If it is the former; what would you think of Mereck if (in a free market, FDA-less, parallel universe) they marketed Vioxx without mentioning any risks at all? Would they be within their rights? Patients are free try to contact the researchers who did the studies, or to do their own double blind study. And if thats too inconvenient, you can look for a company that says they disclose all their known risks. Indeed you'd have a hard time condeming even BG's Cyanide Lounge, since I would have a fundemental right to withold the relevant information.
If it is something like the latter, more narrow argument, then you can more readily distinguish between this calorie display thing and other situations in which dislosure is clearly necessary. But even then, what do you think of mandatory warning labels on cigarette packs? Does that violate the rights of tobacco merchants?
It is often the case (as with cigarettes in the early 1960s or certain foods today) that most people have a vague understanding that their is some risk (cancer, heart attack, weight problems, etc.) associated with the activity. However not everyone will be aware of these things. And those who are aware in that general sense might lack certain details that would be of interest to them in their decision-making process.
In such cases, I don't have a problem with government action (provided the burden it imposes is neglegible) calculated to bring such details to people's attention. For example, with the warning labels on cigarette packs, I wouldn't mind if they starting including a graph along with it, numerically illustrating the relationship between the level of consumption and the level of risk.

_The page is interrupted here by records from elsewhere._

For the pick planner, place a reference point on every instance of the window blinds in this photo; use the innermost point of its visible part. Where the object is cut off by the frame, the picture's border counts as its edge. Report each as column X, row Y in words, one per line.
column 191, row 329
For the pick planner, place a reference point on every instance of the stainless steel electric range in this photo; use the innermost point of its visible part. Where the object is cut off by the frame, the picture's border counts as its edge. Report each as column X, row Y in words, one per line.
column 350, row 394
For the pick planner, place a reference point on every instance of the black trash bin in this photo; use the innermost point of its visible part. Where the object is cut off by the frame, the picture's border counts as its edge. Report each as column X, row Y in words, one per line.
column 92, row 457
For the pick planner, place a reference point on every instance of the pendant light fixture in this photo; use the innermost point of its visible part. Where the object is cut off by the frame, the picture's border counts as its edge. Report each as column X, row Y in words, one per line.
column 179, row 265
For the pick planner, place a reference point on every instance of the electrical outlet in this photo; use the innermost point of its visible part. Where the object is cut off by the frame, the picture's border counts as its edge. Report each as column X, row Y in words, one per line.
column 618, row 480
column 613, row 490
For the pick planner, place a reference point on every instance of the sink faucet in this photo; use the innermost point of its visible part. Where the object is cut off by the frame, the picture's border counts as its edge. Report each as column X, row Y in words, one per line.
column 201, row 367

I don't know if you will see this post, but if so I recommend we continue this conversation in the Nicotine Vapors thread.
You also seem to have a problem with my last paragraph.

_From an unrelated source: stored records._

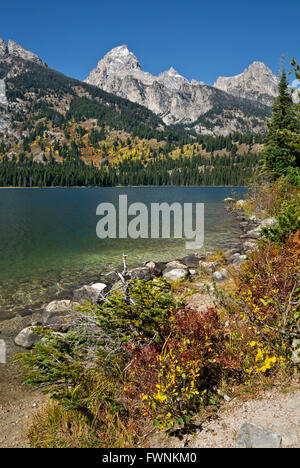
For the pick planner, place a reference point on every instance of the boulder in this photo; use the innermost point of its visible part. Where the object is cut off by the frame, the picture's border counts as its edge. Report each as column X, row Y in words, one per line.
column 240, row 203
column 238, row 259
column 229, row 200
column 253, row 234
column 58, row 315
column 89, row 293
column 175, row 274
column 156, row 268
column 220, row 275
column 191, row 261
column 176, row 264
column 254, row 436
column 140, row 273
column 27, row 338
column 254, row 219
column 268, row 222
column 208, row 267
column 250, row 246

The only problem I have is that it's non-senseical.
I'll keep this short and sweet: You are attempting to draw sweeping analogies between food, let me repeate that for clarity, *food*, and hypothetical situations involoving poisoning and drug contra effects. It doesn't wash, not for a second.
It's food. Not contaminated food. Not radioactive food. Not food that will cause genetic mutations. Food, just food. Nothing special.
If you don't like the practice of non-disclosure of any restaurant, you are free to not dine there. Do you demand to know the caloric content of your steak at at the local bistro, or do you jut assume that it has high content and other things which the calorie-mided should avoid?
Get enough people who feel the same way you do, lobby the businesses to do so and they will change their practice if they know it will benefit them. Otherwise, it's just you and a few of other obsessed whiners who think that the tidal wave of the already publicly available nutritional information and research (not to mention the family doctor's advice that you have received your entire life) just isn't enough to educate them on healthy eating. No, it takes a state-mandated chart on the menu to do that.